Tutorial - Memprot.GPCR-ModSim

Remco L. van den Broek, Rebecca V. Küpper, Xabier Bello, and Hugo Gutiérrez-de-Terán

Latest change: January 30th, 2024

Overview

Memprot.GPCR-ModSim is an extension of the GPCR-ModSim web server, originally designed for the modeling and molecular dynamics (MD) equilibration of G-protein-coupled receptors (GPCRs). In the current version, the web server allows modeling and equilibration of ANY membrane protein. Homology models are gathered from AlphaFold-DB or predicted using the AlphaFold 2.0 engine for modeling protein sequences not stored within the database. MD equilibration is performed using refurbished pipelines designed for membrane embedding and solvation and performing MD simulations on the generated (or existing) membrane-protein models. The user can start a new project just from a FASTA sequence/UniProt ID, as well as uploading a pre-generated 3D structure (either experimental or modeled by any means), which importantly can include non-protein elements, such as ligand(s), structural waters, and ions. The flowchart of the server is depicted in Figure 1.

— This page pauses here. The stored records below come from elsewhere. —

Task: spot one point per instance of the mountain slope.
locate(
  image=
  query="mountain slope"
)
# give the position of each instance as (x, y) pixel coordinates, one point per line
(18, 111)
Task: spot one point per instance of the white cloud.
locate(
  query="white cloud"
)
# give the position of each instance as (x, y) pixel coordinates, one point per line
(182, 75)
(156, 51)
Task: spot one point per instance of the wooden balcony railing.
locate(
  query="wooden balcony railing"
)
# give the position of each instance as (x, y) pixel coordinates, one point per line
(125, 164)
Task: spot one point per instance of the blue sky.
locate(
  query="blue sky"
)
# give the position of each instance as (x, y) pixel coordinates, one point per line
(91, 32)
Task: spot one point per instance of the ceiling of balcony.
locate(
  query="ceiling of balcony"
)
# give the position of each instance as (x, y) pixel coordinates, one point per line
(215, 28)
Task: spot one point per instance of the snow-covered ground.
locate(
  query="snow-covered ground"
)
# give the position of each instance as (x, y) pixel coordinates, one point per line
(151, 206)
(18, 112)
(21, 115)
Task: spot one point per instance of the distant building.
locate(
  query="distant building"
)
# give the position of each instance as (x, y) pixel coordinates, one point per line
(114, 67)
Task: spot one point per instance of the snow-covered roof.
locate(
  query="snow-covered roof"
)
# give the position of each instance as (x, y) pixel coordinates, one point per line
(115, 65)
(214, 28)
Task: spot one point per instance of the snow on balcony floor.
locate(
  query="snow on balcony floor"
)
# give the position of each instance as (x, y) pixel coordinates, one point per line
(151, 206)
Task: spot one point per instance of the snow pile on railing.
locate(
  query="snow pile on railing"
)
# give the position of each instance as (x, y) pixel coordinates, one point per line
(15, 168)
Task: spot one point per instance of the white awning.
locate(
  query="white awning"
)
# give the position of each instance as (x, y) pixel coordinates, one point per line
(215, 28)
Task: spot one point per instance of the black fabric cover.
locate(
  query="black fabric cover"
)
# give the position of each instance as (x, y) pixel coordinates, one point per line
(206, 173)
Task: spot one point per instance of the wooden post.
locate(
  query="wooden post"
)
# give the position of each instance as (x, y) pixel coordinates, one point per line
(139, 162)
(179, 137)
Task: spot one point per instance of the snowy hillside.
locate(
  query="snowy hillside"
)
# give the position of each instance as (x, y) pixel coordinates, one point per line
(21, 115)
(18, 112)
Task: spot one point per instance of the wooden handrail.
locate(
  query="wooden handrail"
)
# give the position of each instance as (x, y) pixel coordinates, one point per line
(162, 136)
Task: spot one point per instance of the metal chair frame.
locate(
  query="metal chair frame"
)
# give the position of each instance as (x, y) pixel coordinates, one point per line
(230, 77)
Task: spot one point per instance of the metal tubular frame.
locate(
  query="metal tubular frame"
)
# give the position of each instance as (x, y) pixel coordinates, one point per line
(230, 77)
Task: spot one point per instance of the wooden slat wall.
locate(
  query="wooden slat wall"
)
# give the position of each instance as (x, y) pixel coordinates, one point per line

Figure 1. Schematic representation of the workflow within the ModSim environment. Each stage is depicted in blue boxes. The input and output of the stages are depicted in the white boxes. Optional input is depicted in the dashed white boxes

Tutorial

In this tutorial, we provide a step-by-step guide on operating the Memprot.GPCR-ModSim webserver. The following sections are found within this tutorial:

Homology modeling from a mutated sequence
Molecular Dynamics from a PDB file
Additional notes on ligands and cofactors

Homology modeling from a natural sequence

In this tutorial, we will show you how to follow a step-by-step recipe to create homology models of canonical membrane proteins (for mutated proteins see Homology modeling from mutated sequence). Here we demonstrate the process using the Histamine H3 receptor (HRH3) (UniProt ID: Q9Y5N1). To start our Histamine H3 project, we can either go to the ‘Projects’ tab > ‘Add a new sequence’, or directly go to ‘Model a GPCR’. Here, we will give the project the name Tutorial_HRH3.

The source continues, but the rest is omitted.